The goal is to reduce threading overhead when evaluating geometry nodes.
Most existing .blend files don't benefit from this because their execution time is bottlenecked by individual nodes. However, in some cases the number of nodes can result in a bottleneck itself. That's mainly the case when there are lots of "small" nodes (which are fast to execute). In this case, using lots of multi-threading is counter productive. The goal of "lazy threading" is to only use multi-threading when it is likely to be useful. For more details see the description in BLI_lazy_threading.hh.
I mainly tested the performance improvements in three files (one was actually used in practice, and two I made myself which are not too relevant but test the bottlenecks of the system). Performance in files with less extreme node counts, performance is expected to be about the same. If a file does become slower, it can usually be fixed by adding a blender::lazy_threading::send_hint() call in some place.
While the modifier execution time reduced in all three cases, it's actually more interesting to look at the result of the linux time command. That's because it not only shows wall clock time, but also the cpu time spent (in user and kernel mode).

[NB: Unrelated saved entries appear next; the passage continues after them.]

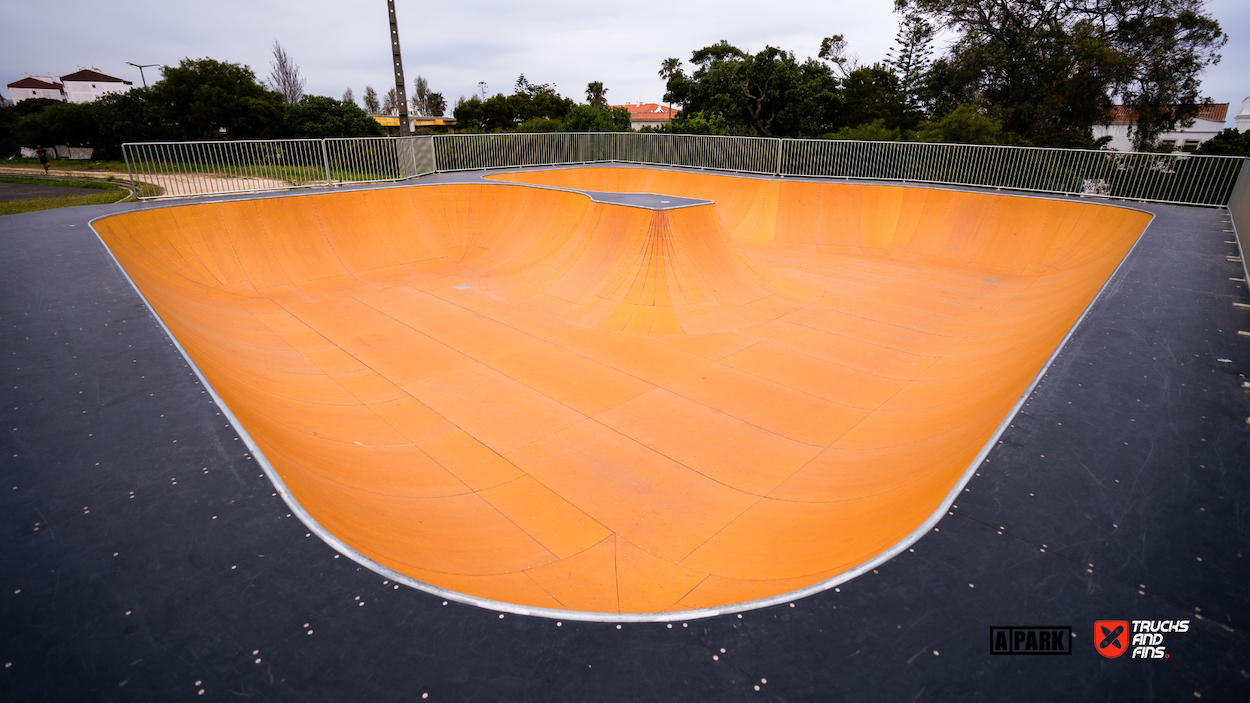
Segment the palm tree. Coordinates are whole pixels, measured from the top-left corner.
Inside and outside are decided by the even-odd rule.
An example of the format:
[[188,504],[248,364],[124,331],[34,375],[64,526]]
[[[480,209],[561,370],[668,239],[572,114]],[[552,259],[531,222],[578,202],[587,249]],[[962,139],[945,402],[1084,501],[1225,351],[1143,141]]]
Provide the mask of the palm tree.
[[[681,59],[664,59],[660,62],[660,78],[664,79],[665,92],[668,92],[668,80],[681,72]],[[668,103],[668,126],[673,128],[673,102]]]
[[603,87],[603,83],[599,81],[591,81],[586,84],[586,100],[590,102],[591,107],[601,107],[608,101],[608,89]]

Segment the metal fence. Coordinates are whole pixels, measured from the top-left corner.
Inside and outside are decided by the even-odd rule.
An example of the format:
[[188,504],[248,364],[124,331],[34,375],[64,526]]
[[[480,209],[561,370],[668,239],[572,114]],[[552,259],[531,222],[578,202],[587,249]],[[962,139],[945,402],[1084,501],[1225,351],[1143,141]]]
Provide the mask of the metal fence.
[[780,175],[973,185],[1224,205],[1243,159],[1082,149],[785,140]]
[[439,171],[622,162],[776,175],[782,140],[638,132],[445,134]]
[[151,198],[381,183],[441,171],[635,163],[803,178],[1228,203],[1245,159],[1187,153],[637,132],[149,142],[123,145]]
[[320,139],[148,142],[125,144],[122,153],[132,181],[160,189],[144,199],[327,184]]
[[433,137],[349,137],[122,145],[144,200],[383,183],[434,172]]

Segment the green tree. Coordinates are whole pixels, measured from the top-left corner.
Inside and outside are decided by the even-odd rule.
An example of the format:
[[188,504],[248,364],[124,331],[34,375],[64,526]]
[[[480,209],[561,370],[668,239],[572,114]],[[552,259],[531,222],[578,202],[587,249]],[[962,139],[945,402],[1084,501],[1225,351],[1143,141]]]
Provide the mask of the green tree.
[[843,78],[858,68],[855,59],[846,55],[846,46],[846,38],[835,34],[820,40],[820,53],[817,54],[821,60],[828,61]]
[[[645,128],[644,128],[645,129]],[[690,112],[683,110],[681,114],[673,120],[672,130],[674,134],[729,134],[729,123],[725,120],[725,116],[719,112],[710,114],[704,113],[702,110],[698,112]]]
[[1041,146],[1052,149],[1104,149],[1111,143],[1111,135],[1094,139],[1092,129],[1069,127],[1059,132],[1039,134],[1028,140],[1028,146]]
[[293,139],[381,137],[382,125],[354,102],[305,95],[290,105],[282,120],[283,135]]
[[[903,131],[898,127],[890,127],[885,118],[866,122],[854,127],[843,127],[838,131],[825,135],[825,139],[852,139],[859,142],[898,142],[903,141]],[[913,136],[913,135],[906,135]]]
[[496,93],[482,101],[482,128],[491,132],[506,132],[516,129],[521,122],[515,104],[508,101],[508,96]]
[[1194,153],[1215,156],[1250,156],[1250,132],[1225,129],[1203,142]]
[[430,97],[426,98],[426,106],[430,109],[430,114],[434,117],[442,117],[447,112],[447,98],[442,93],[430,93]]
[[936,122],[916,130],[916,140],[946,144],[1003,144],[1008,137],[1003,123],[971,105],[963,105]]
[[408,103],[412,106],[412,114],[430,115],[430,82],[425,76],[417,76],[412,80],[412,97],[408,99]]
[[560,120],[547,117],[531,117],[517,126],[516,131],[525,133],[559,132],[564,127]]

time ./blender -b "/run/media/jacques/Jacques Data/Projekte/geometry_nodes_demo_files/many_math_nodes.blend"
before:
real 0m1.120s
user 0m7.948s
sys 0m1.765s
after:
real 0m0.726s
user 0m2.775s
sys 0m0.345s
time ./blender -b "/home/jacques/Downloads/Geo node tree test 1-1-1 (no viewport).blend"
before:
real 0m0.744s
user 0m2.173s
sys 0m1.153s
after:
real 0m0.669s
user 0m1.466s
sys 0m0.541s
time ./blender -b "/run/media/jacques/Jacques Data/Projekte/geometry_nodes_demo_files/large_nested_field_test.blend"
before:
real 0m0.517s
user 0m1.869s
sys 0m0.586s
after:
real 0m0.449s
user 0m0.411s
sys 0m0.120sAs can be seen, the real time is often only reduced by a bit, but the user and sys time is reduced significantly. This shows that threads are used better.